Policy Study

North Dakota Ranks 1st in the Nation in Highway Performance and Cost-Effectiveness

North Dakota’s best rankings are in urban Interstate pavement condition, urban fatality rate and maintenance disbursements per mile.

North Dakota’s highway system ranks 1st in the nation in overall cost-effectiveness and condition, according to the Annual Highway Report by Reason Foundation. There is no change from the previous report, where North Dakota ranked 1st overall.

In safety and performance categories, North Dakota ranks 22nd in overall fatality rate, 43rd in structurally deficient bridges, 4th in traffic congestion, 1st in urban Interstate pavement condition and 9th in rural Interstate pavement condition.

On spending, North Dakota ranks 11th in total spending per mile and 25th in capital and bridge costs per mile.

“To improve in the rankings, North Dakota needs to reduce its percentage of structurally deficient bridges. North Dakota is in the bottom 10 of all states for structurally deficient bridges. Compared to nearby states, the report finds North Dakota’s overall highway performance is better than Minnesota (ranks 22nd), Nebraska (ranks 15th) and Wyoming (ranks 11th),” said Baruch Feigenbaum, lead author of the Annual Highway Report and assistant director of transportation at Reason Foundation. “North Dakota is doing better than comparable states like Montana (ranks 8th) and South Dakota (ranks 14th).”

North Dakota’s best rankings are in urban Interstate pavement condition (1st) and urban fatality rate (2nd).

North Dakota’s worst rankings are structurally deficient bridges (43rd) and urban arterial pavement condition (28th).

North Dakota’s state-controlled highway mileage makes it the 37th largest highway system in the country.

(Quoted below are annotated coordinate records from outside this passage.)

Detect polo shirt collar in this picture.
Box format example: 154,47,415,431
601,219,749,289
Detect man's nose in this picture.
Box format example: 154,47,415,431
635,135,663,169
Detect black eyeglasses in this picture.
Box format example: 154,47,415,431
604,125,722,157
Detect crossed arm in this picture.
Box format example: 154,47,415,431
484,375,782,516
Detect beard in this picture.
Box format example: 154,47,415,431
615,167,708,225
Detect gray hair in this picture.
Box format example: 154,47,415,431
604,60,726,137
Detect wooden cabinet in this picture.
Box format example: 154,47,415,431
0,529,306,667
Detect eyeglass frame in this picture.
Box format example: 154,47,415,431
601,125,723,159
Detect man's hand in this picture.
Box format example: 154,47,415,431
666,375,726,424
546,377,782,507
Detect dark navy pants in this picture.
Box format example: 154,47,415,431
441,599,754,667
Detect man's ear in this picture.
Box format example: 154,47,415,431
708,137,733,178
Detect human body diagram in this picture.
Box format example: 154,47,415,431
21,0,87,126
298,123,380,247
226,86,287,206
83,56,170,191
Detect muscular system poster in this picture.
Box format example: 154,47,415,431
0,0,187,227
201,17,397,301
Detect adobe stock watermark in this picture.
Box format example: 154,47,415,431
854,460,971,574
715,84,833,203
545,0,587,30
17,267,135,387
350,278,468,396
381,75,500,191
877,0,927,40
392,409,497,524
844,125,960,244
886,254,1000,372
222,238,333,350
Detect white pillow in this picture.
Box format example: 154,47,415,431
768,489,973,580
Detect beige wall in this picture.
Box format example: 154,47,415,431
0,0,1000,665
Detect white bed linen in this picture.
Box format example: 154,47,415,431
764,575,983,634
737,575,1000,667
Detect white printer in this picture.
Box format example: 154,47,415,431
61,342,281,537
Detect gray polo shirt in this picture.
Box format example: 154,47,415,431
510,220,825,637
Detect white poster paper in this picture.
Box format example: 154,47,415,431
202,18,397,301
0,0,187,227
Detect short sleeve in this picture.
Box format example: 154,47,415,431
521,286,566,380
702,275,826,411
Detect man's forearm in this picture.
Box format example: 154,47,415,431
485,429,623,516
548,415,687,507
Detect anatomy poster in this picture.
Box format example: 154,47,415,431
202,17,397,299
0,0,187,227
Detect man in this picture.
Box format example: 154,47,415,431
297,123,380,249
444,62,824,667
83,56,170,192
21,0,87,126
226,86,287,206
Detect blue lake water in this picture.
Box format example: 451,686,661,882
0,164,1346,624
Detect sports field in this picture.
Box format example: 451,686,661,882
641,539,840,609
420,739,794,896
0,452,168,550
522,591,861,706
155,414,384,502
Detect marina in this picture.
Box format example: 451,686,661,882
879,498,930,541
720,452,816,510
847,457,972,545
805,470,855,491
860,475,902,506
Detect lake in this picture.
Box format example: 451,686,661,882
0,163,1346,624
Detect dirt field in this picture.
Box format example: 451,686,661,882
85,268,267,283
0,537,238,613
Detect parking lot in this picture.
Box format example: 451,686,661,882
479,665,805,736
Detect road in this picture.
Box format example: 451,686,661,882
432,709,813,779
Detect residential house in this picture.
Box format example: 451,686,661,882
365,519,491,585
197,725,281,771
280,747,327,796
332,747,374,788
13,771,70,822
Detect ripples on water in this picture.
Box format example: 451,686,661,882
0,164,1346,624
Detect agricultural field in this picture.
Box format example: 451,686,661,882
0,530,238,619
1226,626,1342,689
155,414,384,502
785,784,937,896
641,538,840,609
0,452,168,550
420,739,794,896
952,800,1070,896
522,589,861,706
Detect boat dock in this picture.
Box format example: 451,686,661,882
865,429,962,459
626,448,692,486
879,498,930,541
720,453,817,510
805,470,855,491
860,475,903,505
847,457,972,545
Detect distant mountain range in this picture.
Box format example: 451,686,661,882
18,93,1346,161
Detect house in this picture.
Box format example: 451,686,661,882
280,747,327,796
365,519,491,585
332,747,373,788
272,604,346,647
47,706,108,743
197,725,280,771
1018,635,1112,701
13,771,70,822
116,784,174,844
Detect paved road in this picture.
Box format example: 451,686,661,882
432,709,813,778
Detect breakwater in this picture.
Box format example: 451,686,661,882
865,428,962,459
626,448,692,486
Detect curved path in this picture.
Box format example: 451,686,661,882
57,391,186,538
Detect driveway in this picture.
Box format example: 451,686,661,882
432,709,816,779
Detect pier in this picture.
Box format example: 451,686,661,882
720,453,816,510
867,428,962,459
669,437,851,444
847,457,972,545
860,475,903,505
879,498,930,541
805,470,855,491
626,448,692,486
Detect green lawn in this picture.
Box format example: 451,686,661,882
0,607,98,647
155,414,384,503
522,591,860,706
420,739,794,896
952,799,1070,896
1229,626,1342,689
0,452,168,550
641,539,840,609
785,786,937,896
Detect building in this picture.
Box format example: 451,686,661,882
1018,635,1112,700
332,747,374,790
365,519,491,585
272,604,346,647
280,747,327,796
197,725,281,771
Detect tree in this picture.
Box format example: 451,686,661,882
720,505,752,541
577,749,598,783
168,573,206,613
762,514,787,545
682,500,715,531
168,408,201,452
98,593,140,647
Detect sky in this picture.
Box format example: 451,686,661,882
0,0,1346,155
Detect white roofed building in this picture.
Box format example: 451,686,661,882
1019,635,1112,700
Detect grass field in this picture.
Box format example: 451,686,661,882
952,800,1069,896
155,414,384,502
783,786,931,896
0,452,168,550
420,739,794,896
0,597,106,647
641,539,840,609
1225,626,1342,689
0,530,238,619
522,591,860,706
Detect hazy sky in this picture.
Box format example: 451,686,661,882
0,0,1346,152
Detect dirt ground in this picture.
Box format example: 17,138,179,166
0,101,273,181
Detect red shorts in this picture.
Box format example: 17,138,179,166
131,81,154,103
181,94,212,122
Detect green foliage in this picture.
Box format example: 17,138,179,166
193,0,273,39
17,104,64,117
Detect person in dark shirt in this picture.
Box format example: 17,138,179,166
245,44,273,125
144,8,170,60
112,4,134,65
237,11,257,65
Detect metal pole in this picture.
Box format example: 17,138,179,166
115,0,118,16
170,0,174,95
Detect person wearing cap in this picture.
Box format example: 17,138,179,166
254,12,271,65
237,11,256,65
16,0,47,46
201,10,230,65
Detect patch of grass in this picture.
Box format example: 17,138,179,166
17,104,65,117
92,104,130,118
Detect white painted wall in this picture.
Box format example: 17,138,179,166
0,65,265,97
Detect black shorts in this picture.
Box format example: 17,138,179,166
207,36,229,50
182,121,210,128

The Annual Highway Report is based on spending and performance data submitted by state highway agencies to the federal government for 2016 as well as urban congestion data from INRIX and bridge condition data from the Better Roads inventory for 2017. For more details on the calculation of each of the 13 performance measures used in the report, as well as the overall performance measure, please refer to the appendix in the main report. The report’s dataset includes Interstate, federal and state roads but not county or local roads. All rankings are based on performance measures that are ratios rather than absolute values: the financial measures are disbursements per mile, the fatality rate is fatalities per 100 million vehicle-miles of travel, the urban congestion measure is the annual delay per auto commuter, and the others are percentages. For example, the state ranking 1st in structurally deficient bridges has the smallest percentage of structurally deficient bridges, not the smallest number of structurally deficient bridges.